Consider the second order linear differential operators $L$ and $\bar{L}$ given by $$ L = p(x) \frac{d^2}{dx^2} + q(x) \frac{d}{dx} + r(x), \ \ \bar{L} = \frac{d^2}{dx^2}p(x) - \frac{d}{dx} q(x) + r(x) $$ Show that, for all pairs of functions $f(x), g(x)$ we have $$ fL[g]-g\bar{L}[f] = \frac{d}{dx}( \mathcal{B}[f,g]) $$ where $\mathcal{B}[f,g]$ is some quantity that depends on $f, f', g$ and $g'$
So I've attempted this by just working through the expression, but I'm unable to get something that just depends on $f, f', g$ and $g'$? I'm not sure if I'm differentiating wrong or just misunderstanding the question. I have found similar things trying to understand this problem but I cannot seem to find this exact identity anywhere, only with symmetric operators, which is not the case here.

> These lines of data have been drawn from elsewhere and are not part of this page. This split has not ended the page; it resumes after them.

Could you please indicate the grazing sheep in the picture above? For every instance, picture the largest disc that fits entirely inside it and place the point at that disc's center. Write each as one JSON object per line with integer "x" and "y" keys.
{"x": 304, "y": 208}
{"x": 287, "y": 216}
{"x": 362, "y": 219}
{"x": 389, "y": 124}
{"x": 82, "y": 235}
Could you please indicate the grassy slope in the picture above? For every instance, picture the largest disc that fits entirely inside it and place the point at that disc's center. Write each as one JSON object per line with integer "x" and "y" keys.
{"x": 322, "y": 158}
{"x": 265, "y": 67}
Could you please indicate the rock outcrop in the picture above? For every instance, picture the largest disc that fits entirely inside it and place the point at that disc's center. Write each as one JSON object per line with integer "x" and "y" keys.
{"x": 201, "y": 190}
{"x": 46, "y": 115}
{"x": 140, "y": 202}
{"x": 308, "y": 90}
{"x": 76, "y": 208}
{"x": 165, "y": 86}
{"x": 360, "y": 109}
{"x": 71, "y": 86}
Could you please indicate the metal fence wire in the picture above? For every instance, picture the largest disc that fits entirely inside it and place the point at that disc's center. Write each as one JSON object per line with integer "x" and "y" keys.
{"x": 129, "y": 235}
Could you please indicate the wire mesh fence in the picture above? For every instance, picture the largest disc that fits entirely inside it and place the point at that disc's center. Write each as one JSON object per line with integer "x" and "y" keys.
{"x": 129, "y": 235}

But, here's what I have:
\begin{align} \bar{L} &= \frac{d^2}{dx^2}p(x) - \frac{d}{dx} q(x) + r(x) \\ \\ &= p(x) \frac{d^2}{dx^2} + (2p'(x) - q(x))\frac{d}{dx} + (q''(x) - q'(x) + r(x)) \end{align} So, we get \begin{align} fL[g]-g\bar{L}[f] &= fp(x)\frac{d^2 g}{dx^2} + fq(x)\frac{dg}{dx} + fr(x)g \\ &- gp(x)\frac{d^2 f}{dx^2} - 2gp'(x)\frac{df}{dx} + gq(x)\frac{df}{dx} - gp''(x)f + gq'(x)f - gr(x)f \\ \\ &= pfg'' + qfg' + rfg - pf''g - 2p'f'g + qf'g - p''fg + q'fg - rfg \\ \\ &= pfg'' + qfg' - pf''g - 2p'f'g + qf'g - p''fg + q'fg \end{align}
and, I'm pretty much stuck on where to go from here...
I've just been trying to find different ways to simplify and the furthest I've got is $$ fL[g]-g\bar{L}[f] = p \frac{d}{dx}[f'g-fg'] + q \frac{d}{dx}[fg] + g(q'f - p''f - 2p'f') $$
But, this doesn't appear necessarily useful to me so I'm unsure quite what to do here.
The calculation becomes more manageable if we write $$ L=L_p+L_q+L_r, \tag{1} $$ where $$ L_p:=p(x)\frac{d}{dx^2},\quad L_q:=q(x)\frac{d}{dx},\quad L_r:=r(x), \tag{2} $$ and similarly for $\bar{L}$. Thus, in decreasing order of simplicity, we have $$ fL_r[g]-g\bar{L}_r[f]=frg-grf=0, \tag{3} $$ $$ fL_q[g]-g\bar{L}_q[f]=fqg'+g(qf)'=(qfg)', \tag{4} $$ and \begin{align} fL_p[g]-g\bar{L}_p[f]&=fpg''-g(pf)''=fpg''+(fp)'g'-g'(pf)'-g(pf)'' \\ &=[(fp)g']'-[g(pf)']'=[pfg'-(pf)'g]'. \tag{5} \end{align} Collecting all pieces together, we finally obtain $$ fL[g]-g\bar{L}[f]=\frac{d}{dx}[pfg'-(pf)'g+qfg]. \tag{6} $$